Epileptogenesis is the process by which a brain becomes hyperexcitable and capable of generating recurrent spontaneous seizures. In humans, it has been hypothesized that following a brain insult there are a number of molecular and cellular changes that underlie the development of spontaneous seizures. Studies in animal models have shown that an injured brain may develop epileptiform activity before appearance of epileptic seizures and that the pathophysiology accompanying spontaneous seizures is associated with a dysfunction of γ-aminobutyric acid (GABA)ergic neurotransmission. Here, we analyzed the effects of status epilepticus on the expression of GABAA receptors (GABAARs) and scaffolding proteins involved in the regulation of GABAAR trafficking and anchoring.

Methods

Western blot analysis was used to determine the levels of proteins involved in GABAAR trafficking and anchoring in adult rats subjected to pilocarpine-induced status epilepticus (SE) and controls. Cell surface biotinylation using a cell membrane–impermeable reagent was used to assay for changes in the expression of receptors at the plasma membrane. Finally, immunoprecipitation experiments were used to evaluate the composition of GABAARs. We examined for a correlation between total GABAAR subunit expression, plasma membrane expression, and receptor composition.

Key Findings

Analysis of tissue samples from the CA1 region of hippocampus show that SE promotes a loss of GABAAR subunits and of the scaffolding proteins associated with them.

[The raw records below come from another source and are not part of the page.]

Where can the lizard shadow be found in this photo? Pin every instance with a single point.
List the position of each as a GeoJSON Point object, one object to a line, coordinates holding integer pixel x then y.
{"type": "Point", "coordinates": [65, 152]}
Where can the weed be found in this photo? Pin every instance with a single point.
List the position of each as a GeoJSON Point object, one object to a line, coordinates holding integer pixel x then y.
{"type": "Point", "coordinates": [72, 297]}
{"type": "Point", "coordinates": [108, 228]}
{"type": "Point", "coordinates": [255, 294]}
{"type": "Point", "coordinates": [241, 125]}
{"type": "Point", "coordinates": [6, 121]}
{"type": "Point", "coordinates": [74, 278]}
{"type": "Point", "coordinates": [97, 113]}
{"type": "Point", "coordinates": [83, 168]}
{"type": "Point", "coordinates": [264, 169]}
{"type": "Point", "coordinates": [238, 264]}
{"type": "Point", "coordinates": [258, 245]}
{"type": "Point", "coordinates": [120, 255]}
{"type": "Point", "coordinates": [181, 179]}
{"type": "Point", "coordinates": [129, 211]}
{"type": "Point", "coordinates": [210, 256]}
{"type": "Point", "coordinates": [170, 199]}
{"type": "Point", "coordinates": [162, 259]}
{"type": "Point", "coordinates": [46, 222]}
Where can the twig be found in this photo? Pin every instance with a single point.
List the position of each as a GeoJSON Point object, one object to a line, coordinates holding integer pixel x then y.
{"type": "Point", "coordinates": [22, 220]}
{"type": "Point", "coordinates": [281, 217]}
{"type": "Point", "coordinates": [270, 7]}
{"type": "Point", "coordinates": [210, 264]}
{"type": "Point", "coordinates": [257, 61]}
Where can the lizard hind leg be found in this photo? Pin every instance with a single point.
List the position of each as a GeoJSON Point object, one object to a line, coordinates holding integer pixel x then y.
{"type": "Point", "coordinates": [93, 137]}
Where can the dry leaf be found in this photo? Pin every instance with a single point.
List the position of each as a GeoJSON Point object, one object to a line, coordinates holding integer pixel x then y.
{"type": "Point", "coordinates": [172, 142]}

We also found a decrease in the levels of receptors located at the plasma membrane and alterations in GABAAR composition.

Significance

The changes in protein expression of GABAARs and scaffolding proteins detected in these studies provide a potential mechanism to explain the deficits in GABAergic neurotransmission observed during the epileptogenic period. Our current observations represent an additional step toward the elucidation of the molecular mechanisms underlying GABAAR dysfunction during epileptogenesis.